DcLbm: Degree Corrected Latent Block Model for bipartite graph class

An S4 class to represent a degree corrected stochastic block model for co_clustering of bipartite graph. Such model can be used to cluster graph vertex, and model a bipartite graph adjacency matrix \(X\) with the following generative model : $$ \pi \sim Dirichlet(\alpha)$$ $$ Z_i^r \sim \mathcal{M}(1,\pi^r)$$ $$ Z_j^c \sim \mathcal{M}(1,\pi^c)$$ $$ \theta_{kl} \sim Exponential(p)$$ $$ \gamma_i^r\sim \mathcal{U}(S_k)$$ $$ \gamma_i^c\sim \mathcal{U}(S_l)$$ $$ X_{ij}|Z_{ik}^cZ_{jl}^r=1 \sim \mathcal{P}(\gamma_i^r\theta_{kl}\gamma_j^c)$$ The individuals parameters \(\gamma_i^r,\gamma_j^c\) allow to take into account the node degree heterogeneity.
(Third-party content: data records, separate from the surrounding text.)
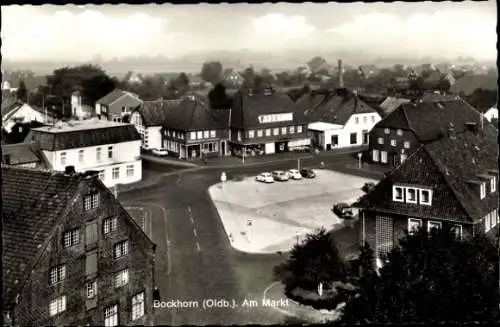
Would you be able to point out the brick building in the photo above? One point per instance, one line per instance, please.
(452, 181)
(413, 124)
(71, 253)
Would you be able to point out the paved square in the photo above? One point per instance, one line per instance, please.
(281, 213)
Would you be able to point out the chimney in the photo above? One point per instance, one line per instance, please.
(472, 127)
(341, 74)
(69, 170)
(451, 132)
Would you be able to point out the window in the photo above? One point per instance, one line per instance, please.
(397, 194)
(383, 156)
(57, 274)
(425, 197)
(110, 225)
(354, 138)
(91, 201)
(433, 225)
(120, 249)
(91, 289)
(98, 154)
(130, 170)
(138, 306)
(121, 278)
(111, 316)
(413, 225)
(71, 237)
(115, 172)
(80, 156)
(411, 195)
(457, 230)
(483, 190)
(63, 158)
(57, 305)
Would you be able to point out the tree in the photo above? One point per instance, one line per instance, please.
(431, 278)
(22, 92)
(315, 261)
(212, 71)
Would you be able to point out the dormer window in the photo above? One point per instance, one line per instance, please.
(397, 194)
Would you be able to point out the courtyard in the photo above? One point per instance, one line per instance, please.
(267, 218)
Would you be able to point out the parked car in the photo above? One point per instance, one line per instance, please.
(307, 173)
(265, 178)
(160, 152)
(280, 175)
(343, 210)
(368, 187)
(294, 174)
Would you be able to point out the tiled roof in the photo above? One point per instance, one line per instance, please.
(246, 108)
(445, 166)
(113, 96)
(53, 139)
(333, 107)
(21, 153)
(32, 202)
(429, 120)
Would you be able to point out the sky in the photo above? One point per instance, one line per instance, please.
(445, 29)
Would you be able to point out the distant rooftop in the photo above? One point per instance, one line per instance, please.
(79, 125)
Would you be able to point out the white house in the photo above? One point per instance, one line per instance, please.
(23, 113)
(111, 148)
(148, 119)
(338, 119)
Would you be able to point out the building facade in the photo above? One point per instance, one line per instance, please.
(72, 254)
(112, 149)
(266, 122)
(450, 182)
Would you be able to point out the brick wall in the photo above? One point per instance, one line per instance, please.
(33, 308)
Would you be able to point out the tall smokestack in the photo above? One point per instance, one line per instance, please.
(341, 74)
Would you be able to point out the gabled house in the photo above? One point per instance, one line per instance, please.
(451, 182)
(337, 118)
(148, 120)
(117, 104)
(110, 148)
(72, 255)
(412, 124)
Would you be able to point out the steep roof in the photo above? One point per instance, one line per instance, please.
(113, 96)
(333, 107)
(445, 166)
(429, 120)
(246, 108)
(54, 138)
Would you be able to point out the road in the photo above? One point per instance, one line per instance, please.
(194, 260)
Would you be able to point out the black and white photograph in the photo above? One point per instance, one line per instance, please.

These parameters have uniform priors over simplex \(S_k\). These classes mainly store the prior parameters value \(\alpha,p\) of this generative model. The DcLbm-class must be used when fitting a simple Diagonal Gaussian Mixture Model whereas the DcLbmPrior-class must be sued when fitting a CombinedModels-class.